Alisson revoluciona Europa: saca al Real Madrid del Top-8 y agita el mercado

Alisson Santos (Brasil, 23 años) tiene una energía distinta. Se percibe a primera vista: encara, busca el regate, cambia de ritmo, rompe en velocidad, arma el disparo y va al gol. El extremo del Sporting CP -diestro, de los que rompen en diagonal desde la izquierda o alcanzan línea de fondo- parece diseñado para marcar diferencias en escenarios límite.

En San Mamés volvió a hacerlo. Apareció en la última recta, cuando el partido se deslizaba hacia el empate, y conectó otra acción definitiva: gol en el minuto 94, victoria para el Sporting y billete directo al Top-8 de la Champions. Un terremoto. El zarpazo del brasileño se sintió en Lisboa y amplificó la dimensión del tropiezo del Real Madrid ante el Benfica hasta convertirlo en un problema mayor. Alisson empujó a los blancos a la ronda intermedia y se coló en las portadas europeas, compartiendo foco con Trubin, el guardameta del Benfica que firmó el 4-2 en Da Luz.

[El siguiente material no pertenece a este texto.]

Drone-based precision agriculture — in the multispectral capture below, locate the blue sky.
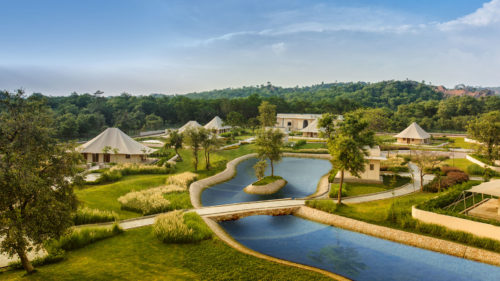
[0,0,500,95]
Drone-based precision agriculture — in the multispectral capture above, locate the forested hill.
[4,81,500,139]
[185,81,443,110]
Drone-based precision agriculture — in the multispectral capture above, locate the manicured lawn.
[75,175,168,219]
[331,176,410,198]
[449,137,476,149]
[443,158,474,172]
[253,176,283,185]
[0,227,330,280]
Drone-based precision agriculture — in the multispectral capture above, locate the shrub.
[118,185,185,215]
[328,182,349,198]
[167,172,198,187]
[48,223,123,251]
[153,211,212,243]
[72,207,118,225]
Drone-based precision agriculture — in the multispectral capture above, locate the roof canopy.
[78,128,153,155]
[204,116,231,130]
[395,122,431,139]
[178,121,201,134]
[300,119,319,133]
[467,180,500,197]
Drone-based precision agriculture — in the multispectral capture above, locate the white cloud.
[439,0,500,31]
[271,42,286,55]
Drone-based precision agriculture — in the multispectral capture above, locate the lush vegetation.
[153,211,212,243]
[0,227,331,281]
[252,176,283,185]
[25,81,500,142]
[329,175,411,198]
[73,207,118,225]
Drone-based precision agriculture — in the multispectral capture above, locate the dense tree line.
[11,81,500,139]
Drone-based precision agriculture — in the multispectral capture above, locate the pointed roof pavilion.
[394,122,431,140]
[78,128,153,155]
[204,116,231,130]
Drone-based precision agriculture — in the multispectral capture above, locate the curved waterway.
[201,157,332,206]
[220,215,500,281]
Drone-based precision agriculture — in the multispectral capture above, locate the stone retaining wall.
[205,207,300,221]
[203,215,350,281]
[294,207,500,266]
[189,153,257,208]
[465,154,500,173]
[411,206,500,241]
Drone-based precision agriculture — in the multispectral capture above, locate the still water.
[201,157,331,206]
[220,215,500,281]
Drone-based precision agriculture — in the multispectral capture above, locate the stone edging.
[189,152,330,208]
[189,153,257,208]
[243,179,287,195]
[203,215,350,281]
[294,207,500,266]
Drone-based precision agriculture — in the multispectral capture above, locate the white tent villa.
[177,121,202,134]
[394,122,431,144]
[203,116,231,134]
[335,145,387,183]
[77,128,153,163]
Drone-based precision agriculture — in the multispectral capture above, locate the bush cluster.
[166,172,198,190]
[118,185,186,215]
[72,207,118,225]
[47,223,123,251]
[424,166,469,192]
[153,210,212,243]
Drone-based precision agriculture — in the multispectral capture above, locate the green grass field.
[0,227,330,281]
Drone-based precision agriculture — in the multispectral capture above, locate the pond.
[201,157,332,206]
[220,215,500,281]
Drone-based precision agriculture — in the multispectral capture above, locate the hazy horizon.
[0,0,500,96]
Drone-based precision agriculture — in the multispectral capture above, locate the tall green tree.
[257,101,276,127]
[467,111,500,161]
[182,127,207,171]
[165,130,183,161]
[201,129,222,170]
[0,91,81,273]
[320,114,375,204]
[255,129,284,176]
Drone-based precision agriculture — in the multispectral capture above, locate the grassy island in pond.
[244,176,287,195]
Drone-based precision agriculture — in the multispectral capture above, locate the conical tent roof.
[395,122,431,140]
[178,121,201,134]
[300,119,319,133]
[204,116,231,130]
[78,128,153,155]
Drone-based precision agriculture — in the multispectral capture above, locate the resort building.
[177,121,202,134]
[394,122,431,144]
[77,128,153,163]
[276,113,321,132]
[335,145,387,183]
[203,116,231,134]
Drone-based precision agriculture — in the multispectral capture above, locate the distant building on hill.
[77,128,153,163]
[394,122,431,144]
[203,116,231,134]
[335,145,387,183]
[276,113,321,132]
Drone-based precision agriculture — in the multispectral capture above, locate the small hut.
[177,121,202,134]
[78,128,153,163]
[203,116,231,134]
[394,122,431,144]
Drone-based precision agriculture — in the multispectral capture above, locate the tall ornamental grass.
[167,172,198,190]
[72,207,118,225]
[153,210,212,243]
[118,185,185,215]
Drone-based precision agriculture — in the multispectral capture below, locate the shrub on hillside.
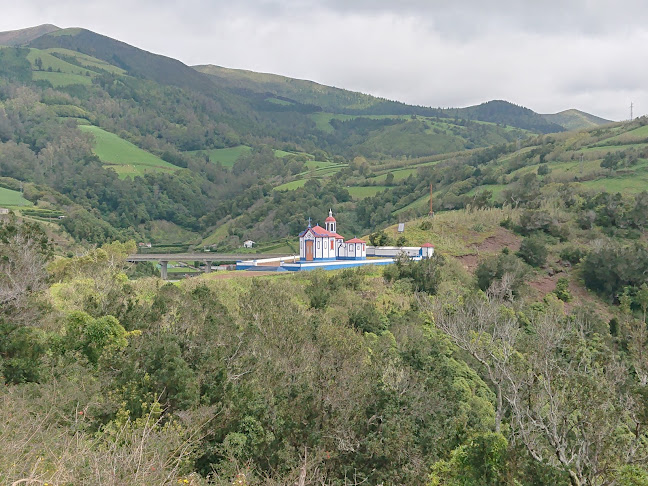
[383,253,445,294]
[475,248,528,295]
[560,246,587,265]
[517,236,547,267]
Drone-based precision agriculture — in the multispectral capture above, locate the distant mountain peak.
[541,108,612,130]
[0,24,61,46]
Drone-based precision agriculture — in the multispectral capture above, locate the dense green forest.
[0,204,648,486]
[0,26,648,486]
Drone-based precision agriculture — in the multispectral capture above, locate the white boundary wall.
[367,246,434,258]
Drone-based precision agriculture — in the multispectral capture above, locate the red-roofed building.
[299,210,344,262]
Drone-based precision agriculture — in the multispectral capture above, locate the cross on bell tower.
[324,209,337,233]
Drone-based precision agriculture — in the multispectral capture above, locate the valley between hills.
[0,25,648,486]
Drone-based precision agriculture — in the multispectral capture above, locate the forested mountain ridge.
[0,25,648,486]
[0,26,612,251]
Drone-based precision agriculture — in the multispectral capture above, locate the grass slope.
[79,125,178,177]
[189,145,252,167]
[0,24,59,46]
[0,187,33,207]
[541,109,612,130]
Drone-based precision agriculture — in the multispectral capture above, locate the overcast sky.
[0,0,648,120]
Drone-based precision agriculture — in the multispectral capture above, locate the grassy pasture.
[374,207,515,256]
[0,187,33,207]
[273,179,308,191]
[44,47,126,75]
[347,186,387,199]
[27,49,91,76]
[32,71,92,88]
[79,125,178,178]
[265,98,295,106]
[189,145,252,168]
[581,172,648,193]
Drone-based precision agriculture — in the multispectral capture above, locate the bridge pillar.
[160,261,169,280]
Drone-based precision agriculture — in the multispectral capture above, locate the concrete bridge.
[126,252,291,280]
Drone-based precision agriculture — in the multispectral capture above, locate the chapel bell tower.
[324,209,337,233]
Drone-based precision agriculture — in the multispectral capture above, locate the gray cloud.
[0,0,648,119]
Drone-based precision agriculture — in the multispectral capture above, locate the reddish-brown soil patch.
[457,228,521,273]
[473,228,521,254]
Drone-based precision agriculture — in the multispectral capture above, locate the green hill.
[541,109,612,130]
[79,125,178,177]
[449,100,564,133]
[0,24,59,46]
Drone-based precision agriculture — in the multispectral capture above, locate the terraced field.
[189,145,252,168]
[79,125,178,178]
[0,187,33,208]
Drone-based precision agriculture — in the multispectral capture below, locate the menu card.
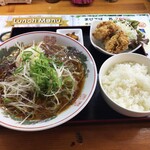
[0,14,150,57]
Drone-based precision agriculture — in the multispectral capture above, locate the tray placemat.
[11,26,150,123]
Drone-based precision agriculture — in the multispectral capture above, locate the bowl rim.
[98,53,150,113]
[0,31,98,131]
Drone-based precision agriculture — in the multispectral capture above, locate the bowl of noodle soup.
[0,31,97,131]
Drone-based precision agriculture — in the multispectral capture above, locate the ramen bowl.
[0,31,97,131]
[99,53,150,117]
[90,20,141,56]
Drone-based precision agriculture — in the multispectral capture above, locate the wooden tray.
[11,26,150,123]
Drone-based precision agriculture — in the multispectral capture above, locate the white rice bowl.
[99,53,150,117]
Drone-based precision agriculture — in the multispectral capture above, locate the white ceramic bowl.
[90,20,141,55]
[0,31,97,131]
[99,53,150,117]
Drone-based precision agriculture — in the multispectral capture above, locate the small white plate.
[56,29,84,45]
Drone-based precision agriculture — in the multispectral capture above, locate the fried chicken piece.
[92,21,120,41]
[105,31,129,54]
[66,32,79,41]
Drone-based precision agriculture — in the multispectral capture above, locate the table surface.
[0,0,150,150]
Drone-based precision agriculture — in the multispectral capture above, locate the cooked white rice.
[102,62,150,111]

Un gol que cambia el mercado

Ese tanto puede provocar un giro importante en el mercado. Sporting y Nápoli ya trabajaban en su salida, valorando fórmulas, tiempos y cantidades. Antonio Conte y Giovanni Manna -director deportivo del club italiano- tenían claro que Alisson encajaba en el perfil buscado para cambiar la dinámica del equipo: fresco, imprevisible, agitador y con margen de crecimiento. Ahora vale más. Y la operación se complica.

Fue una noche de cruces casi caprichosos del destino. Mientras el Sporting celebraba en La Catedral, el Chelsea ganaba en Nápoles y dejaba al Napoli fuera de la Champions. Un golpe que obliga a Conte a reforzarse para asegurar plaza europea en la Serie A, con Inter, Milan, Juventus, Roma o incluso el Como apretando. Alisson aparece ahí como una necesidad deportiva inmediata.

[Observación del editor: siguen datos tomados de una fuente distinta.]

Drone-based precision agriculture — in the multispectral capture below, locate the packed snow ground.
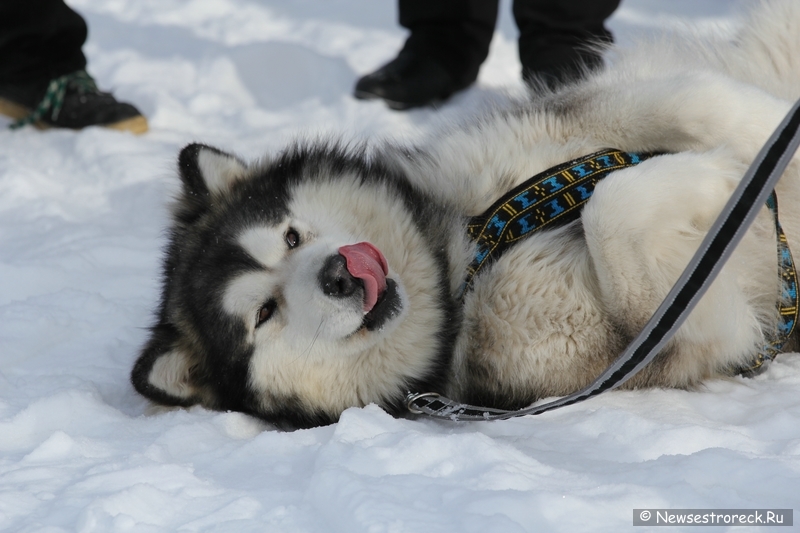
[0,0,800,533]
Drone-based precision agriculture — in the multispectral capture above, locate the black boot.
[0,70,147,133]
[354,50,471,110]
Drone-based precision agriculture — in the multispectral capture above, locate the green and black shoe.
[0,70,147,134]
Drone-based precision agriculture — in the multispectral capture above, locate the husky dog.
[132,0,800,427]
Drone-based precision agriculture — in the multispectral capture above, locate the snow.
[0,0,800,533]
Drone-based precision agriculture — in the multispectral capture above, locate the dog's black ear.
[178,143,247,219]
[131,323,206,407]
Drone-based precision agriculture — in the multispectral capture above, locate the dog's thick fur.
[132,0,800,426]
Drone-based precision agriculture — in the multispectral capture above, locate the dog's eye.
[256,300,278,327]
[286,228,300,250]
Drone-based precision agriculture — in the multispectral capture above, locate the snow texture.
[0,0,800,533]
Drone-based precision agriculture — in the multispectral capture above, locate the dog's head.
[132,145,458,427]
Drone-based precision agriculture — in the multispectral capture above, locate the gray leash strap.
[406,101,800,421]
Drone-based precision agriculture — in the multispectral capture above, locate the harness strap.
[406,97,800,421]
[461,148,659,299]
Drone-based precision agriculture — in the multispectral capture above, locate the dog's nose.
[319,254,362,298]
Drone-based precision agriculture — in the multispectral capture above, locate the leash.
[406,97,800,421]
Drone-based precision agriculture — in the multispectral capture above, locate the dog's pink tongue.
[339,242,389,313]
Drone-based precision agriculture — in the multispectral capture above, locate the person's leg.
[0,0,147,133]
[355,0,497,109]
[0,0,87,83]
[513,0,620,87]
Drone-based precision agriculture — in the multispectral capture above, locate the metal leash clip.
[406,392,441,415]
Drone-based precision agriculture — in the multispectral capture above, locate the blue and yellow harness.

Un ‘game changer’ desde el banquillo

Es su primera temporada al máximo nivel y Alisson ya se ha ganado un sitio en el corazón de la afición… y en los partidos grandes. Hace una semana, ante el PSG, lideró la acción que terminó en el 2-1 de Luis Suárez. Ante el Marsella, firmó el gol de la victoria y fue elegido MVP. Frente al Athletic, volvió a decidir.

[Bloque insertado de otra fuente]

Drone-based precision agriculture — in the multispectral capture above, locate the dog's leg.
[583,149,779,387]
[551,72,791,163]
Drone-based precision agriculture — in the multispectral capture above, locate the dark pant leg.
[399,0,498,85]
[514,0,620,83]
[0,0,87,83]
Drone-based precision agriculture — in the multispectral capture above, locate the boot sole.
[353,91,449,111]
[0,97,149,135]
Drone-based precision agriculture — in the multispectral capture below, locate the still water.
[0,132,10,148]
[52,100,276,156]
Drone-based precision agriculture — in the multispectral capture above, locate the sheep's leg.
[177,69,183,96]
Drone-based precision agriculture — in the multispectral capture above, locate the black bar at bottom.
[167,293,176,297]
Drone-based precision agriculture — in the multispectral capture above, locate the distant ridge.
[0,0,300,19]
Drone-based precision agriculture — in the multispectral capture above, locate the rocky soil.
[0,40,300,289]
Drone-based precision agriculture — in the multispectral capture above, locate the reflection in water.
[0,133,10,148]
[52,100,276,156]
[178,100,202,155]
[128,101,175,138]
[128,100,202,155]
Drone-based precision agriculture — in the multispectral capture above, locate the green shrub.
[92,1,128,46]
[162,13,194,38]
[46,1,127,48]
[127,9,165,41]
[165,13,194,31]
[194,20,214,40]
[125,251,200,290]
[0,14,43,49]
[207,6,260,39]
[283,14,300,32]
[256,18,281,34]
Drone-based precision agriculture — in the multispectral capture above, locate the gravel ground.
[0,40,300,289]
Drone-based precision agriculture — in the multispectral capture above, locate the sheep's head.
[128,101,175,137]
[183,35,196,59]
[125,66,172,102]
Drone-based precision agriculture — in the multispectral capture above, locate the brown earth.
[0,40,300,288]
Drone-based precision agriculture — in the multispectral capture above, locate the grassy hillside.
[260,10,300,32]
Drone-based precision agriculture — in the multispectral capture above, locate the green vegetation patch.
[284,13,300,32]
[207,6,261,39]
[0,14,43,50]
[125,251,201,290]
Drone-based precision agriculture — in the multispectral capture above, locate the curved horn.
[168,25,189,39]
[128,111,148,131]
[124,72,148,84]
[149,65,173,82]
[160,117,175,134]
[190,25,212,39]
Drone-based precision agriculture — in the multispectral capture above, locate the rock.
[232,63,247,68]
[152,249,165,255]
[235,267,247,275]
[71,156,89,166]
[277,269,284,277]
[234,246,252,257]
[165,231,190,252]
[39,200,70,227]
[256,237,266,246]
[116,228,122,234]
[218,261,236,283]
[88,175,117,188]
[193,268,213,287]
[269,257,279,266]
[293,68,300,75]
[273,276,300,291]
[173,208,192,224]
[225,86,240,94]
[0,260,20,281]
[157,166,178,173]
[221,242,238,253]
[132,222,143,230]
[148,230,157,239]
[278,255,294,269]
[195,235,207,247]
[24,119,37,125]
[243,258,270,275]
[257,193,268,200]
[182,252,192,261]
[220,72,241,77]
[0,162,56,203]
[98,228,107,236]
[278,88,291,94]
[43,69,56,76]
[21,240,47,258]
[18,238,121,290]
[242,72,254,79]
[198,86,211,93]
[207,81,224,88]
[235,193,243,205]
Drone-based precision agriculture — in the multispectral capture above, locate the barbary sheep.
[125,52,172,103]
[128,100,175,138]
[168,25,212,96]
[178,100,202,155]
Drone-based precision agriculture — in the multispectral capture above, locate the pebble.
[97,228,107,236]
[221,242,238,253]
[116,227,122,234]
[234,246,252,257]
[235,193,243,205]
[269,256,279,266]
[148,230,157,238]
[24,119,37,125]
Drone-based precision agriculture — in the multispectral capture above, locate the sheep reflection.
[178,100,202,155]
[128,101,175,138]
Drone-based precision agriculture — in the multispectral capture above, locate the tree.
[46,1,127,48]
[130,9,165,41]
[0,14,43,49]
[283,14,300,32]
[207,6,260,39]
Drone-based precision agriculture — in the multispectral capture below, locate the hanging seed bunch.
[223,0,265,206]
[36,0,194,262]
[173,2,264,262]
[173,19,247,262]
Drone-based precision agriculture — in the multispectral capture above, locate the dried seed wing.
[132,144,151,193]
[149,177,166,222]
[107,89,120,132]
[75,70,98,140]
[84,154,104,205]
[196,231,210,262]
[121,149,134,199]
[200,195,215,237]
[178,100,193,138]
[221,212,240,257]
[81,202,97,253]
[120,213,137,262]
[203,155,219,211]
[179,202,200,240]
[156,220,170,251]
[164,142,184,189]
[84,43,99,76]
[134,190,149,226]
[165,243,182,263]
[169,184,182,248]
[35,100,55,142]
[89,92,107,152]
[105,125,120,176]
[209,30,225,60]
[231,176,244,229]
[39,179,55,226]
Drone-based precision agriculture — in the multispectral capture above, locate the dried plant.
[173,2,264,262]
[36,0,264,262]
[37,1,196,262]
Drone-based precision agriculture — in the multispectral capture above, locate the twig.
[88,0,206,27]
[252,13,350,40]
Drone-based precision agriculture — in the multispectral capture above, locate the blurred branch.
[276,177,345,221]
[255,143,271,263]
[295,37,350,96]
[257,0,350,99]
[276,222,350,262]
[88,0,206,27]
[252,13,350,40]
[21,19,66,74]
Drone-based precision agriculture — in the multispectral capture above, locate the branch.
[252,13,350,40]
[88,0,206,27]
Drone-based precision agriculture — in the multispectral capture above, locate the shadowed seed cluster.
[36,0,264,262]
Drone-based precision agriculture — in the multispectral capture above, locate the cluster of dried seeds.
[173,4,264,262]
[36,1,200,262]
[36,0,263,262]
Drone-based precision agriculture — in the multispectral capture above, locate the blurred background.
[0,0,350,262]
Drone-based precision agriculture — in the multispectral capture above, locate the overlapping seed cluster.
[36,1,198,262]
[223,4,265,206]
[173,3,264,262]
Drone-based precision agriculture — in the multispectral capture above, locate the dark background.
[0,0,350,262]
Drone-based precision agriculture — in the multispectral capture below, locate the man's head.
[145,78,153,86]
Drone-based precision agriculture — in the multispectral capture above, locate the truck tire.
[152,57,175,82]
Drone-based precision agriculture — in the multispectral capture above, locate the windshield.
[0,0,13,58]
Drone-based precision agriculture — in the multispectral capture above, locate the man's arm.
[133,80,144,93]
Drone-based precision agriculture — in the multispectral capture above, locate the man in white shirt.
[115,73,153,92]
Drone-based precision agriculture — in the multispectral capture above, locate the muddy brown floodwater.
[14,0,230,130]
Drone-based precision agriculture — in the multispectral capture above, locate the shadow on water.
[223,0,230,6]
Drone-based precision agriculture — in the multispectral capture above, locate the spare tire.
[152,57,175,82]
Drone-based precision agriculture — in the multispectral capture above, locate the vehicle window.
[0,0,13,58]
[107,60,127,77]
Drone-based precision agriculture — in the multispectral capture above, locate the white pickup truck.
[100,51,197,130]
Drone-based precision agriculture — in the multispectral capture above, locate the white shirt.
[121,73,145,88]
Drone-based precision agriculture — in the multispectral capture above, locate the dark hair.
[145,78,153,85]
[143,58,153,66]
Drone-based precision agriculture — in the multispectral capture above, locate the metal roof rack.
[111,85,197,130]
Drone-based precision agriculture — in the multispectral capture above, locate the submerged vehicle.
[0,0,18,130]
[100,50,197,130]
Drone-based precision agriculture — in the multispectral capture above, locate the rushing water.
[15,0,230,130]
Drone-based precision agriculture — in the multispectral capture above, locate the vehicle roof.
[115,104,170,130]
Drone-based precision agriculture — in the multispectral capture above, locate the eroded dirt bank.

Casi siempre entra desde el banquillo. Es un ‘game changer’, un revulsivo total. Ha producido seis de los nueve puntos del Sporting en Champions, fundamentales para entender su trayectoria en la competición. Tiene algo especial con Europa: ya debutó en ella marcando, ante el Kairat Almaty.

La pregunta flota en el ambiente: ¿por qué está en el mercado un jugador con este impacto? Alisson ha hecho méritos, pero Rui Borges no le ve -al menos por ahora- en otro rol. Incluso con Pedro Gonçalves tocado, no ha sido titular habitual. En la izquierda ha apostado por Maxi Araújo (reconvertido desde el lateral), cuenta con Catamo y Quenda -más habituales por derecha- y en este mercado han llegado Luís Guilherme (14 millones desde el West Ham, directo al once) y Faye, el joven fenómeno del Granada.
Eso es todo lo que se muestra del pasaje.